Non-peptide arginine-vasopressin antagonists: the vaptans

Abstract

Arginine-vasopressin is a hormone that plays an important part in circulatory and water homoeostasis. The three arginine-vasopressin-receptor subtypes--V1a, V1b, and V2--all belong to the large rhodopsin-like G-protein-coupled receptor family. The vaptans are orally and intravenously active non-peptide vasopressin receptor antagonists that are in development. Relcovaptan is a selective V1a-receptor antagonist, which has shown initial positive results in the treatment of Raynaud's disease, dysmenorrhoea, and tocolysis. SSR-149415 is a selective V1b-receptor antagonist, which could have beneficial effects in the treatment of psychiatric disorders.
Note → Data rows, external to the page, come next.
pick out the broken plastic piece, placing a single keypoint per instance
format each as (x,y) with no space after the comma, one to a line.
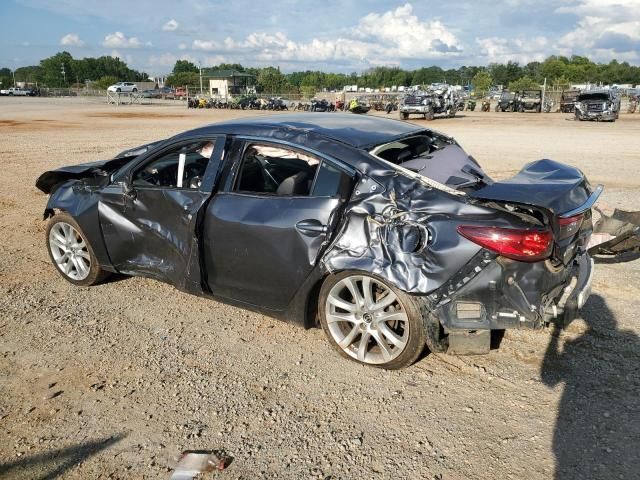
(616,233)
(193,463)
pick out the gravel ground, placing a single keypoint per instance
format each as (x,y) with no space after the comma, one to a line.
(115,381)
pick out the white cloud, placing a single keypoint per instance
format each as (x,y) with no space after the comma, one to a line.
(167,59)
(206,45)
(71,40)
(381,39)
(407,35)
(120,40)
(502,50)
(171,26)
V2-receptor antagonists--mozavaptan, lixivaptan, satavaptan, and tolvaptan--induce a highly hypotonic diuresis without substantially affecting the excretion of electrolytes (by contrast with the effects of diuretics). These drugs are all effective in the treatment of euvolaemic and hypervolaemic hyponatraemia. Conivaptan is a V1a/V2 non-selective vasopressin-receptor antagonist that has been approved by the US Food and Drug Administration as an intravenous infusion for the inhospital treatment of euvolaemic or hypervolaemic hyponatraemia.